Note 1: doses of 1.0 mg/kg have been investigated during rapid sequence induction of anaesthesia, but not in Caesarean section patients. Therefore, only a dose of 0.6 mg/kg is recommended in this patient group.
Note 2: Reversal of neuromuscular block induced by neuromuscular blocking agents may be inhibited or unsatisfactory in patients receiving magnesium salts for toxemia of pregnancy because magnesium salts enhance neuromuscular blockade. Therefore, in these patients the dosage of Inspironium should be reduced and be titrated to twitch response.
It is unknown whether rocuronium bromide is excreted in human breast milk. Animal studies have shown insignificant levels of rocuronium bromide in breast milk.
Insignificant levels of rocuronium bromide were found in the milk of lactating rats. There are no human data on the use of Inspironium during lactation. Inspironium should be given to lactating women only when the attending physician decided that the benefits outweigh the risks

Effects on ability to drive and use machines

Since Inspironium is used as an adjunct to general anaesthesia, the usual precautionary measures after a general anaesthesia should be taken for ambulatory patients.

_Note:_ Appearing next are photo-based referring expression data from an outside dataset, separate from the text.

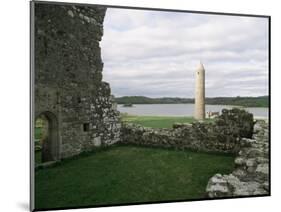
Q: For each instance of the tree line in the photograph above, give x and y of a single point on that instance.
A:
(260, 101)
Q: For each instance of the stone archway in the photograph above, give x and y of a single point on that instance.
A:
(49, 137)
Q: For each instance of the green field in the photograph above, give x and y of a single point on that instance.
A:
(158, 121)
(128, 174)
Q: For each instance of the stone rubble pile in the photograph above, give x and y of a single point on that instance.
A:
(251, 174)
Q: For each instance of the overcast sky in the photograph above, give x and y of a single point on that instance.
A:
(155, 53)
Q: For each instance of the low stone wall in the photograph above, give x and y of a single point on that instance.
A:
(223, 135)
(251, 175)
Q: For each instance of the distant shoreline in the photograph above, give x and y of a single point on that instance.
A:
(193, 103)
(261, 101)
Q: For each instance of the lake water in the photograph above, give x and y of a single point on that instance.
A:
(182, 110)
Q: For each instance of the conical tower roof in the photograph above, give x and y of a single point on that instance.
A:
(200, 67)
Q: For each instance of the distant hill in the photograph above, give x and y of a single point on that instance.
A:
(261, 101)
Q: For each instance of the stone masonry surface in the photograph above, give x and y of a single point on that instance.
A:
(68, 78)
(251, 175)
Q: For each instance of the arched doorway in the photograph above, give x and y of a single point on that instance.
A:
(46, 137)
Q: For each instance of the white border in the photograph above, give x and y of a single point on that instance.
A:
(14, 151)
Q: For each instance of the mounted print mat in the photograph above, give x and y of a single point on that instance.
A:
(140, 105)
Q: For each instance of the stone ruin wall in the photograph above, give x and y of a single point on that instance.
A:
(68, 77)
(221, 136)
(233, 132)
(251, 174)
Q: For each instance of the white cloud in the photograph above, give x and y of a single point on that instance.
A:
(155, 53)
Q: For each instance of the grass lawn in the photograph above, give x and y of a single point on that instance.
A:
(128, 174)
(159, 121)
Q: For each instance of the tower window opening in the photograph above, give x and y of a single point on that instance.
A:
(86, 127)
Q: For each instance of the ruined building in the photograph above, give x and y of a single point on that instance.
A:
(69, 91)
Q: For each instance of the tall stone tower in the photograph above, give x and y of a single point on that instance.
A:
(200, 93)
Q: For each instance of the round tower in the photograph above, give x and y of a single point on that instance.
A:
(200, 93)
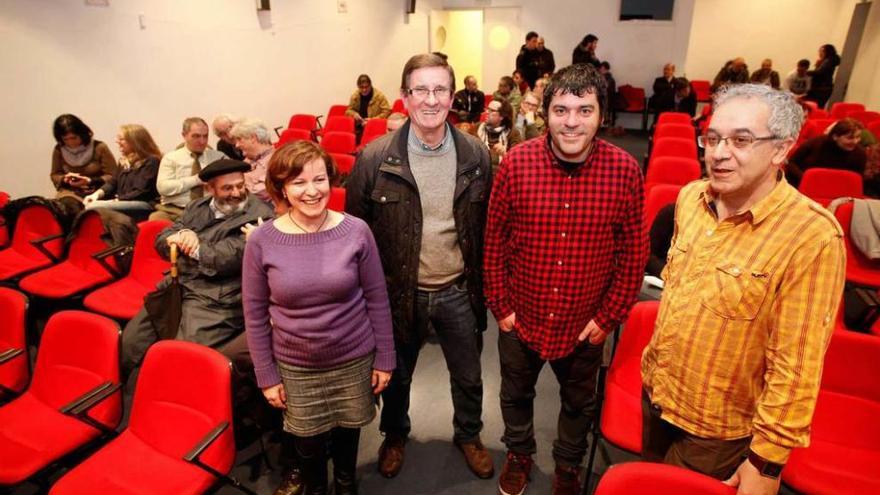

In the event of overdosage and prolonged neuromuscular block, the patient should continue to receive ventilatory support and sedation. Upon start of spontaneous recovery an acetylcholinesterase inhibitor (e.g. neostigmine, edrophonium, pyridostigmine) should be administered in adequate doses. When administration of an acetylcholinesterase inhibiting agent fails to reverse the neuromuscular effects of Inspironium, ventilation must be continued until spontaneous breathing is restored. Repeated dosage of an acetylcholinesterase inhibitor can be dangerous.
In animal studies, severe depression of cardiovascular function, ultimately leading to cardiac collapse did not occur until a cumulative dose of 750 x ED90 (135 mg/kg rocuronium bromide ) was administered.

Special precautions for storage

Storage in the Refrigerator
Inspironium should be stored at 2°-8°C in the dark and used within the expiry date given on the pack.